To accelerate AST, Ward Johnson and colleagues at the National Institute of Standards and Technology (NIST) in Boulder, Colorado are developing a biophysical method that can measure changes in mechanical fluctuations of bacteria.

Their sensor is based on thin quartz crystal disc, with an electrode on each surface. One of the electrodes is used to deliver an electrical signal that is close to the disc’s resonance frequency, while the other measures the piezoelectric voltage created by the resulting crystal vibrations.

Mechanical fluctuations

The technique involves coating the disk in bacteria. Fluctuations in the mechanical properties of the organisms affect the frequency of the output signal, which in turn can be used to detect changes in the bacteria population. To test the process, the researchers coated sensors with around two million non-resistant Escherichia coli bacteria. These were then treated in three ways: some were exposed to either polymyxin B or ampicillin (two antibiotics with different modes of action), while others received no antibiotics.

On exposure to polymyxin B, cell-generated frequency noise fell rapidly, reaching almost zero within seven minutes. Frequency noise began decreasing within 15 minutes of ampicillin being introduced, then dropped more rapidly as the bacteria cell walls began to rupture. Cell imaging and post-experiment counting of viable bacteria confirmed that efficacy of the antibiotics.

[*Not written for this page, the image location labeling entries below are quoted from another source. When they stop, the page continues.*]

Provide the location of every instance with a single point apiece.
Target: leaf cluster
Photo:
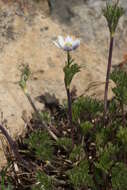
(41, 144)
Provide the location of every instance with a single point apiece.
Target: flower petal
(75, 44)
(61, 41)
(68, 39)
(57, 44)
(67, 48)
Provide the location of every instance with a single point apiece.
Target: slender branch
(69, 102)
(107, 76)
(12, 144)
(39, 116)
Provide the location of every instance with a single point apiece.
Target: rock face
(26, 37)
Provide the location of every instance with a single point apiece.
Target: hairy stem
(12, 144)
(107, 76)
(69, 103)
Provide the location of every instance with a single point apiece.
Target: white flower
(67, 44)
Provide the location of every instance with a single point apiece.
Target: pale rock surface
(27, 38)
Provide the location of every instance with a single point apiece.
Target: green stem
(69, 102)
(107, 75)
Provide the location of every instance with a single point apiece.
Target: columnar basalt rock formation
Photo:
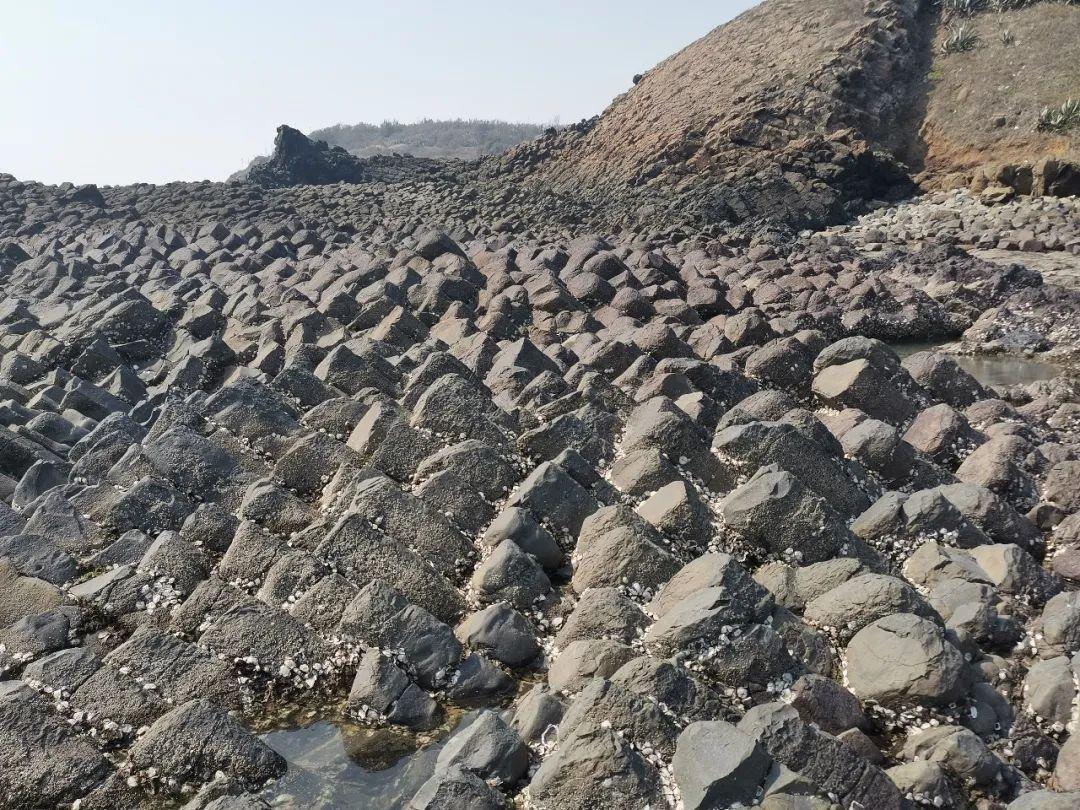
(635, 474)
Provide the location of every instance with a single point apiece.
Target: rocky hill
(802, 110)
(458, 139)
(298, 160)
(983, 106)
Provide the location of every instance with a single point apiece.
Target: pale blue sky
(119, 91)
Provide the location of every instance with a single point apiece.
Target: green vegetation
(464, 139)
(960, 39)
(962, 8)
(1060, 119)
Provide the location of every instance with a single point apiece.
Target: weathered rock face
(299, 161)
(710, 125)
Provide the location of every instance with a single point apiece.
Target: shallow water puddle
(989, 369)
(338, 765)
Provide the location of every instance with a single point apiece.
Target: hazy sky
(122, 91)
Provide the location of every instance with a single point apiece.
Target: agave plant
(962, 8)
(962, 38)
(1058, 119)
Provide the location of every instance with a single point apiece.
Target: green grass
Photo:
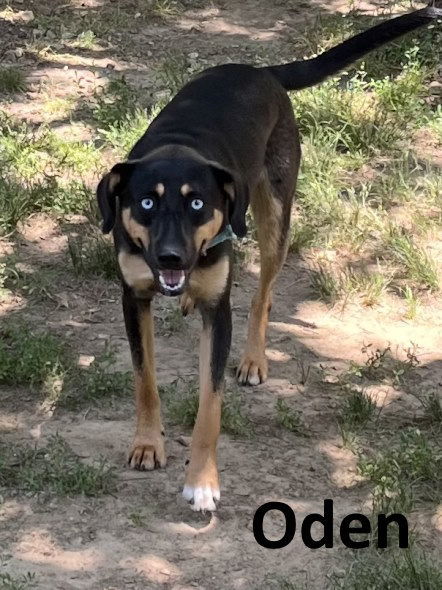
(359, 163)
(43, 360)
(357, 409)
(407, 471)
(92, 255)
(289, 418)
(28, 357)
(24, 582)
(41, 172)
(416, 263)
(36, 284)
(402, 569)
(12, 80)
(171, 320)
(412, 301)
(54, 470)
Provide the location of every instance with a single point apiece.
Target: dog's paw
(147, 452)
(202, 498)
(201, 488)
(187, 304)
(252, 370)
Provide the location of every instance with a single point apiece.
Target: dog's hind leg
(147, 451)
(271, 206)
(267, 212)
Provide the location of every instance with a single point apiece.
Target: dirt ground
(96, 544)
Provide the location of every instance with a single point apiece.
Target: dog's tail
(301, 74)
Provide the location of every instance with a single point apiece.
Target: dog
(227, 140)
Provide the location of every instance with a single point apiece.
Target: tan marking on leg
(206, 232)
(138, 233)
(207, 284)
(267, 212)
(202, 483)
(136, 273)
(148, 446)
(114, 179)
(186, 189)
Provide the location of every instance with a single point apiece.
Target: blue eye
(196, 204)
(147, 203)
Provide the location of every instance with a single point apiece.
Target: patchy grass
(40, 359)
(358, 408)
(54, 469)
(96, 383)
(28, 357)
(407, 471)
(170, 320)
(380, 365)
(41, 172)
(12, 80)
(92, 255)
(35, 284)
(417, 264)
(412, 301)
(359, 163)
(289, 418)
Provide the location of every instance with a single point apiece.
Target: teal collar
(226, 234)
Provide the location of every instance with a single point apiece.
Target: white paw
(201, 498)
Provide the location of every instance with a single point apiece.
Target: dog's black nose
(170, 259)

A non-motile strain of E. coli, with paralysed flagella, was used in the experiments to confirm that the frequency noise was generated by cell-wall vibrations, rather than bacteria movement. According to the researchers, the results provide evidence that bacteria cell death can be sensed through measurements of cell-generated frequency noise.

Clinically better

Ward says that the main advantage of this technique over conventional AST is speed. “Although observation of growth may remain the ultimate gold standard for predicting the effectiveness of an antibiotic in halting the progression of an infection, the timescale of such growth often makes conventional AST partly or entirely ineffective in establishing a course of treatment in many clinical situations,” he explains. “In contrast, our approach is focused on immediately sensing biophysical responses of microbes to antibiotics as these changes occur.”

Livermore says that while the results suggest that the technique “works for E. coli with polymyxin and ampicillin,” Johnson and colleagues “need to test it on a much wider range of bacterial species and antibiotics, including those that, unlike polymyxin and ampicillin, don’t rapidly kill bacteria”. He adds that if it was necessary to grow a bacteria culture from a patient sample before testing, then the time needed would be extended to around 24 hours.

Johnson hopes to achieve a level of sensitivity that will allow testing directly from clinical samples without the need for pre-culturing. He adds that “this would require add-on technologies to process the sample, to get it into the right state for passing to the resonators”.

The researchers have been granted a patent for the technique and are currently testing it on other and are currently testing it on other bacteria and antibiotics.

The research is described in Scientific Reports.